En cierto modo, el debate recuerda a otras discusiones sobre la digitalización de aspectos cotidianos de nuestra vida. La innovación tecnológica suele presentarse como una sustitución inevitable de lo anterior. Sin embargo, cada vez más voces reivindican que algunas herramientas analógicas siguen teniendo valor precisamente porque preservan capacidades humanas que la tecnología tiende a simplificar o reemplazar.
¿Seguiremos teniendo incentivos para desarrollar aquello que nos hace pensar por nosotros mismos? ¿Hasta qué punto queremos delegar decisiones, conocimientos o habilidades en sistemas automatizados?
Porque quizá no todo lo analógico sea obsoleto. A veces es simplemente humano.
Fuentes empleadas
- Risko, E. F., & Gilbert, S. J. (2016). Cognitive offloading. Trends in Cognitive Sciences, 20(9), 676–688.

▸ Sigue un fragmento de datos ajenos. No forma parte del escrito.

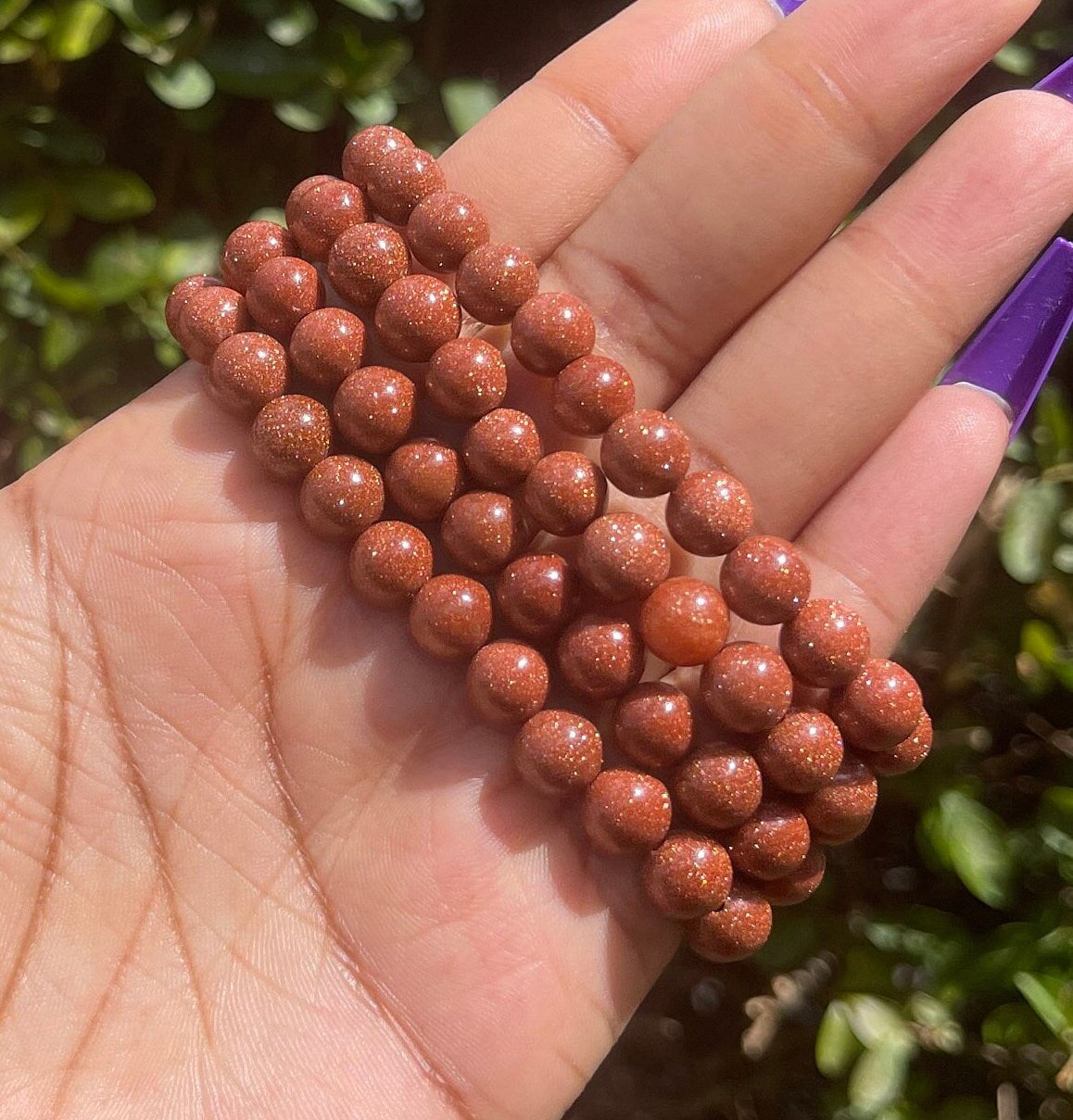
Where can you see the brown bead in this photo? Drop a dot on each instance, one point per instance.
(590, 395)
(879, 707)
(373, 409)
(246, 371)
(423, 476)
(558, 751)
(685, 621)
(746, 686)
(801, 751)
(342, 497)
(416, 316)
(327, 346)
(390, 562)
(564, 493)
(735, 931)
(248, 246)
(709, 513)
(645, 453)
(450, 617)
(506, 682)
(494, 282)
(537, 595)
(827, 644)
(623, 557)
(444, 228)
(626, 811)
(719, 786)
(365, 260)
(653, 724)
(687, 876)
(483, 531)
(283, 291)
(764, 580)
(290, 435)
(600, 658)
(500, 448)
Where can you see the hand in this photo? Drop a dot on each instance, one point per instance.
(258, 859)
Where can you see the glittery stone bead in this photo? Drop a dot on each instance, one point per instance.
(746, 686)
(558, 751)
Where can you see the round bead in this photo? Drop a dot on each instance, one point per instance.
(645, 453)
(506, 682)
(653, 724)
(558, 751)
(623, 557)
(416, 316)
(600, 658)
(687, 876)
(248, 246)
(564, 493)
(466, 379)
(327, 346)
(444, 228)
(494, 282)
(423, 476)
(826, 645)
(390, 562)
(365, 261)
(342, 497)
(500, 448)
(746, 686)
(709, 513)
(373, 409)
(764, 580)
(590, 395)
(246, 371)
(685, 621)
(450, 617)
(626, 811)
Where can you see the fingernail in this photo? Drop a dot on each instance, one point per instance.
(1012, 354)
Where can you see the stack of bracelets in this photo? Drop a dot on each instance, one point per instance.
(727, 823)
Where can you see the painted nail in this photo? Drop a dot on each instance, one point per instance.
(1012, 354)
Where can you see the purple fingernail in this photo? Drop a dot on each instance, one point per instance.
(1013, 353)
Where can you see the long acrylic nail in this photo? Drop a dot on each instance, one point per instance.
(1013, 353)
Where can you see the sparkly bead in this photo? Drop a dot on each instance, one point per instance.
(416, 316)
(764, 580)
(494, 282)
(423, 476)
(342, 497)
(290, 435)
(444, 228)
(390, 562)
(826, 645)
(590, 395)
(373, 409)
(558, 751)
(746, 686)
(564, 493)
(365, 260)
(248, 246)
(626, 811)
(685, 621)
(623, 557)
(600, 658)
(466, 379)
(327, 346)
(450, 617)
(506, 682)
(653, 724)
(687, 876)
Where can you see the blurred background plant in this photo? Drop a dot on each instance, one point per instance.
(933, 974)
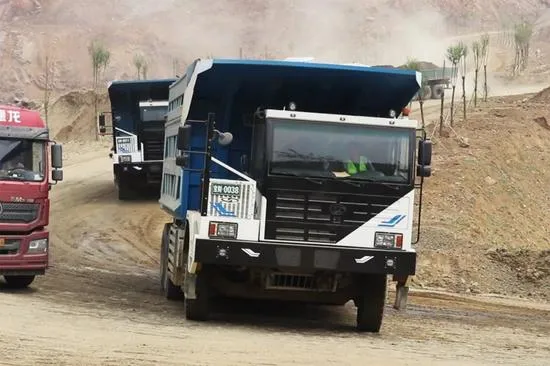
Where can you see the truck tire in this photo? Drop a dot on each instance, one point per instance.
(199, 309)
(426, 92)
(437, 91)
(19, 282)
(171, 291)
(370, 303)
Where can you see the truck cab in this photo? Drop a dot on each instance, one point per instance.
(298, 183)
(27, 156)
(138, 110)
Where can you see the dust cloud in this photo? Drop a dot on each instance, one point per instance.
(371, 32)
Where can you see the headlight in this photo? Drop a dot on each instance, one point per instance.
(38, 246)
(388, 240)
(226, 230)
(125, 158)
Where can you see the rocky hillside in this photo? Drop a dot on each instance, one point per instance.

- Savage, M. (2026, 17 de abril). Suecia vuelve al lápiz y papel: por qué uno de los países más tecnológicos de Europa está reduciendo la educación digital. BBC News Mundo. Suecia vuelve al lápiz y papel: por qué uno de los países más tecnológicos de Europa está reduciendo la educación digital - BBC News Mundo
- Reuters. (2026, May 5). Young Europeans turn to AI chatbots for emotional support, survey shows. Reuters.